The state investment fund’s blueprint for a comprehensive overhaul of MAS was unveiled this afternoon at a press conference, after shares were suspended this morning.

At its core, the plan involves the creation of a new company. It also includes details of the strict conditionality attached to restructuring and further Khazanah investment into the new company, amounting up to RM6 billion (US$1.9 billion) over a three-year period.

The plan, entitled Rebuilding A National Icon – The MAS Recovery Plan, details recovery in stages: delisting MAS and announcing leaders of the new company by end-2014; formal transition to the new company by July 1, 2015; new company achieving profitiability by end-2017, three years after delisting; new company relisting between 2018 and 2020.

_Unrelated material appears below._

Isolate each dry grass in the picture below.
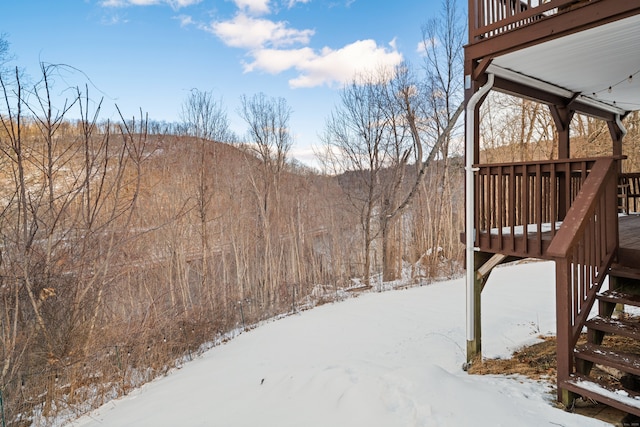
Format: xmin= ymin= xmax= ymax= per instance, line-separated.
xmin=468 ymin=331 xmax=640 ymax=387
xmin=467 ymin=335 xmax=558 ymax=381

Azman Mokhtar, managing director of Khazanah, said: “The combination of measures announced today will enable our national airline to be revived. While funds have been made available, they come with strict conditions, so as to ensure that MAS truly resets its business model and cost structures, in order to be truly sustainable.”

This announcement comes one day after MAS published its financial results for the second quarter of this year, predictably taking damage from the MH370 disaster.

MAS’ losses during the quarter totalled RM307 million, close to double the figure from the same period a year ago. Revenue fell five per cent to RM3.6 billion year-on-year.

It attributed this to a nine per cent capacity increase despite seat factors recording a fall of 6.7 percentage points, a 10 per cent rise in fuel expenditure for the quarter, and the weakening of the ringgit against the US dollar.

Group CEO, Ahmad Jauhari Yahya, said in a press statement yesterday: “We operate in a harsh business environment of stiff competition from regional and global carriers, and high operational costs. Coupled with the impact of the two tragedies which have damaged our brand, the need to restructure the company was accelerated. The full financial impact of the double tragedies of MH370 and MH17 is expected to hit MAS in the second half of the year.”

Ahmad Jauhari will continue to lead current company as group CEO during this period, until July 1, 2015, when the new company is envisaged to come into force.